We will now provide a basic framework for describing the types of network in which we are interested, before describing in more detail the specific biologically plausible spiking network we implement.

Our starting assumption is that we are dealing with relatively small (around 1000 neurons), dense networks. In particular we assume that the network is fully connected: every neuron has a synapse for every other neuron in the network.

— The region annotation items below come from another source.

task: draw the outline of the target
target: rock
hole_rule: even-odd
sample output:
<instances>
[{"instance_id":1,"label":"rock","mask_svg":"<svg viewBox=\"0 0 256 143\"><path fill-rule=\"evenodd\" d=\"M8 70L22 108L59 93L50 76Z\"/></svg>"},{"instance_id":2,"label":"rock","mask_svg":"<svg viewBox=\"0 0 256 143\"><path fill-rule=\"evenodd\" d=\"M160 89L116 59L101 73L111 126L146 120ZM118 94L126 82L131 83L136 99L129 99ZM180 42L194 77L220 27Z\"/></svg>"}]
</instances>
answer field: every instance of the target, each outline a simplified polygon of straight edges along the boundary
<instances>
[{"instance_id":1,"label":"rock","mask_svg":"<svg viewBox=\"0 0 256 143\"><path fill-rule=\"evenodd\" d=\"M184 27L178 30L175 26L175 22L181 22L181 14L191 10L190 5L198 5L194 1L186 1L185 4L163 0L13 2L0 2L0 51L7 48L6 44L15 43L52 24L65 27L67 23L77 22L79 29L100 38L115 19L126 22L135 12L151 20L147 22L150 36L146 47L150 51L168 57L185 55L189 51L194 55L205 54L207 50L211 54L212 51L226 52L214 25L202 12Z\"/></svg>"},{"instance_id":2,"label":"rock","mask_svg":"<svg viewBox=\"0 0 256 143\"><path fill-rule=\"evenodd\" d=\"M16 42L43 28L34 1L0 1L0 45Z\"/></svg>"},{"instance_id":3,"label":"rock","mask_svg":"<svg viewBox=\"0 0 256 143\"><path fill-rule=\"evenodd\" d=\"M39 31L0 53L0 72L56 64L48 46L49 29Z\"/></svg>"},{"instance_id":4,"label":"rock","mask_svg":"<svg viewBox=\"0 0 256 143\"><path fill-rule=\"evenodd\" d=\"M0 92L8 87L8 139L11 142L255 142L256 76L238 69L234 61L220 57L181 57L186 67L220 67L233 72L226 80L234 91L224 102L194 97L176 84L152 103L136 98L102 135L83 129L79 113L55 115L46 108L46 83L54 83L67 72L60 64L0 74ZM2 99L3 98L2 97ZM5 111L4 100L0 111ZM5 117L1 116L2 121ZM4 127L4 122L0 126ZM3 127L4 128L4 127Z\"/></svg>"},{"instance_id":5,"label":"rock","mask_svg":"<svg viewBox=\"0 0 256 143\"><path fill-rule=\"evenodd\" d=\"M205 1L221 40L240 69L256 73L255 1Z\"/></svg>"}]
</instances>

This means that a network with n neurons has  $n^2$  synapses.

Because the network is full connected, the synapses can be described using a matrix  $\mathbf{W}$ , which is an  $n \times n$ matrix of real numbers, where  $\mathbf{W}[i, j]$  describes the scaling applied to the output of neuron *j* before feeding it to the input of neuron *i*. So the row  $\mathbf{W}[i,:]$  describes the synapse weights at the inputs of neuron *i*, while the column  $\mathbf{W}[:, j]$  describes the weights that will be applied to the output of neuron *j* whenever it produces a spike.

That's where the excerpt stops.